It's been a rough winter. A very rough winter.
I have kept discussion of my illness, fibromyagia, off this blog. My thinking was that this was a blog about my family. About the things that we do together and a record of growth and change, not about my illness. The result of this though has been extended periods of inactivity on the blog because my illness took a starring role in life for everyone. It is a part of my family no matter how much I want it not to be. It is the reason why we don't do many things that I would otherwise find "blog worthy". Days meld into weeks and weeks into months sometimes when I am feeling very bad.
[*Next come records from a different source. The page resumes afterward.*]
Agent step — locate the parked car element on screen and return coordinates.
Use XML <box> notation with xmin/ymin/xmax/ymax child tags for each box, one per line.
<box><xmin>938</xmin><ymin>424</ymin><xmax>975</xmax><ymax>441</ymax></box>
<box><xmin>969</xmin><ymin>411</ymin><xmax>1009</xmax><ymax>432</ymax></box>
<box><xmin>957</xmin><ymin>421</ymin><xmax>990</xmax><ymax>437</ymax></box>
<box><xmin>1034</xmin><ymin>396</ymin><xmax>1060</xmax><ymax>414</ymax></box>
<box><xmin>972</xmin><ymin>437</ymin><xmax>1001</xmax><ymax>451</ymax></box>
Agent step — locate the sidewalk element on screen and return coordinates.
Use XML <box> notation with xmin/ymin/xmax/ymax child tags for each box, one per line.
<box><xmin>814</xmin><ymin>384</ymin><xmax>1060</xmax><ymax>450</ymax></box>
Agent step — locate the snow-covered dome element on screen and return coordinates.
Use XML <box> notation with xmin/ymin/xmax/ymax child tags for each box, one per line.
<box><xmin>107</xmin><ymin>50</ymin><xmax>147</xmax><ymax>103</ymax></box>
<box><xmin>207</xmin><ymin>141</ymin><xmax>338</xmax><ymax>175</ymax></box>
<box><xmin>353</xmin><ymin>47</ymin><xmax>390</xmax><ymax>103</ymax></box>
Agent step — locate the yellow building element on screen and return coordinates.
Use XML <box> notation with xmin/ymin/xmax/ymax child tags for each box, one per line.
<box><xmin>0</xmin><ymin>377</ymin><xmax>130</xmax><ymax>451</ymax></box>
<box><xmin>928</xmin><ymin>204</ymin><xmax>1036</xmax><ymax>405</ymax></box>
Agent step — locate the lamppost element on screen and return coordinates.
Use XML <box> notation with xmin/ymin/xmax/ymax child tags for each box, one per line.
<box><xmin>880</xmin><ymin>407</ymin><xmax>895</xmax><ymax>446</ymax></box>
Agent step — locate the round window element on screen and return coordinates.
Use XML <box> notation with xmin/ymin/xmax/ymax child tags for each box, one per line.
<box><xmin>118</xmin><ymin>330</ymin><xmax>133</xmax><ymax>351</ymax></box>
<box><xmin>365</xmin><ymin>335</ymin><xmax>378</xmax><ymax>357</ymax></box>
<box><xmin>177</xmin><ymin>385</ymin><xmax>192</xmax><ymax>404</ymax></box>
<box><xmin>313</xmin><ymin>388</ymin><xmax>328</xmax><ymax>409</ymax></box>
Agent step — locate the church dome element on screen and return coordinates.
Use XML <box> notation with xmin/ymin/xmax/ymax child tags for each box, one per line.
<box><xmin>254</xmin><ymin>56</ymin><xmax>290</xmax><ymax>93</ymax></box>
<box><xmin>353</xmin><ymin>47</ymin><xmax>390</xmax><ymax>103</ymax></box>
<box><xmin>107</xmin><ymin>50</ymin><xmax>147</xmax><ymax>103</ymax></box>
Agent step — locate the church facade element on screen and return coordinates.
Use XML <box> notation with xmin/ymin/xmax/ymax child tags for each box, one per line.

It is hard to be upbeat and positive when feeling so beaten down. By keeping my illness off of this blog I have forced myself into a false pretense of everything being wonderful, and short changing myself on the opportunity to write about life, which does go on even in the midst of my struggle.
This winter saw the one year mark of my acceptance of the extent of my illness. A milestone that I would rather not to have reached. When I accepted how my illness had come to be in my life, I did so with reservation. I accepted it, but refused to believe that it was unbeatable. If you would have asked me at that time if in a year I would still be in the same place, possibly even worse, I would have said that there was no way. Yet, a year came and went and I found myself in just that place. In that year I went from great hope and optimism that I had found the answer to my illness, to despair that what looked like a way out was an entrance to another labyrinth. Not all was wasted on my efforts (and the vast amount of money I spent) but the naiveté that I approached it with is gone. I have learned many great things about how to live a better life with my illness, but with that comes the real acceptance of how things are. I am no longer looking for life without being sick, but instead looking for how to live my life to it's fullest with being sick. Something that is easier said that done.
So, with this 'outing' of myself and my limitations (I know I am greatly dissapointing those of you who were believing my act of being constantly fabulous... ;) ) I enter yet another new chapter in my blogging life. That of life as it really is - the ups and the downs. The glamorous with the yucky.
Watch this space. It might get interesting.